To this end, she has a great suggestion.

“As part of my work, I visit a lot of college campuses. Lately, I’ve been asking students to engage in a thought exercise: Imagine that ecological metrics were as familiar to us as economic ones. Imagine ecological equivalents to the Dow, NASDAQ, and S&P that reported to us every day—in newspapers, on radio, on websites, on the crawl at the bottom of TV screens, on oversized tickers in Times Square—data about the various sectors of our ecological system and how they are faring. What are the atmospheric parts per million of carbon dioxide today? Has the extinction rate become inflationary? What is the exchange rate between sea ice and fresh water? What is the national deficit of topsoil?”
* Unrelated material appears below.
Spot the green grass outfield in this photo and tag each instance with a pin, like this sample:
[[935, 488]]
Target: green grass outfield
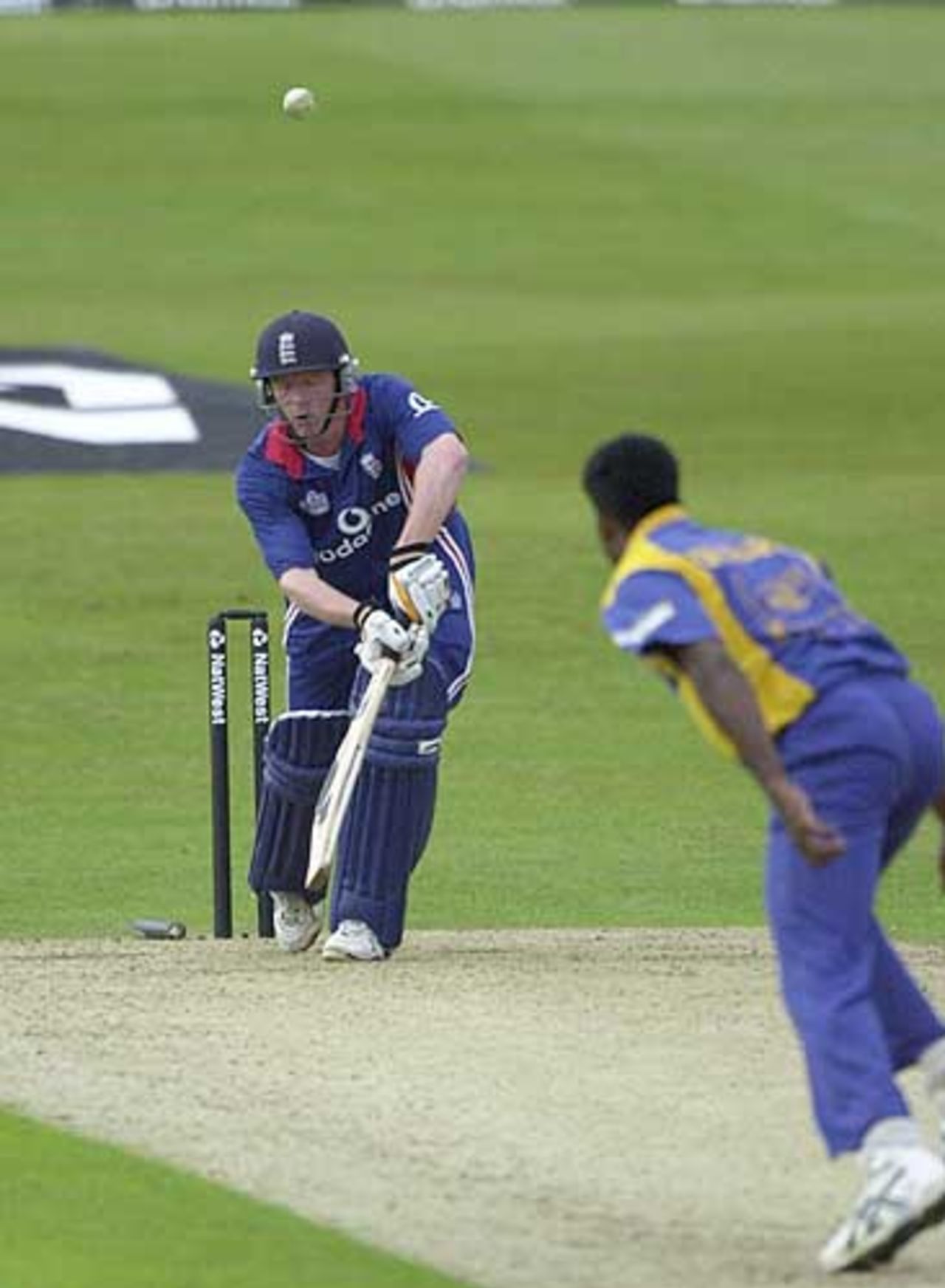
[[725, 227], [81, 1215]]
That would be lovely. The ticker in Times Square that ticks off the numbers of the National Deficit: what if it ticked off the number of days until the acidification of the oceans destroyed the ability of shellfish to make shells – a point estimated to arrive between 2040 and 2050 – and we say good bye to the lobster? We are a democracy. Don’t we deserve a countdown to our Armageddon? We paid for it.

1 comment:

yoni said...

ah, but many people ARE trying to find metrics for the value of the environment, roger. the point is that these ideas of gaia, the earth, "environmentalism," are so tied up to economy, personhood and culture that they are not reducible to something that can easily be reduced. remember latour's delineation of why certain epistemologies take reign (i think it's in "drawing things together") - one is the ability to scale well. caring for the environment doesn't scale well.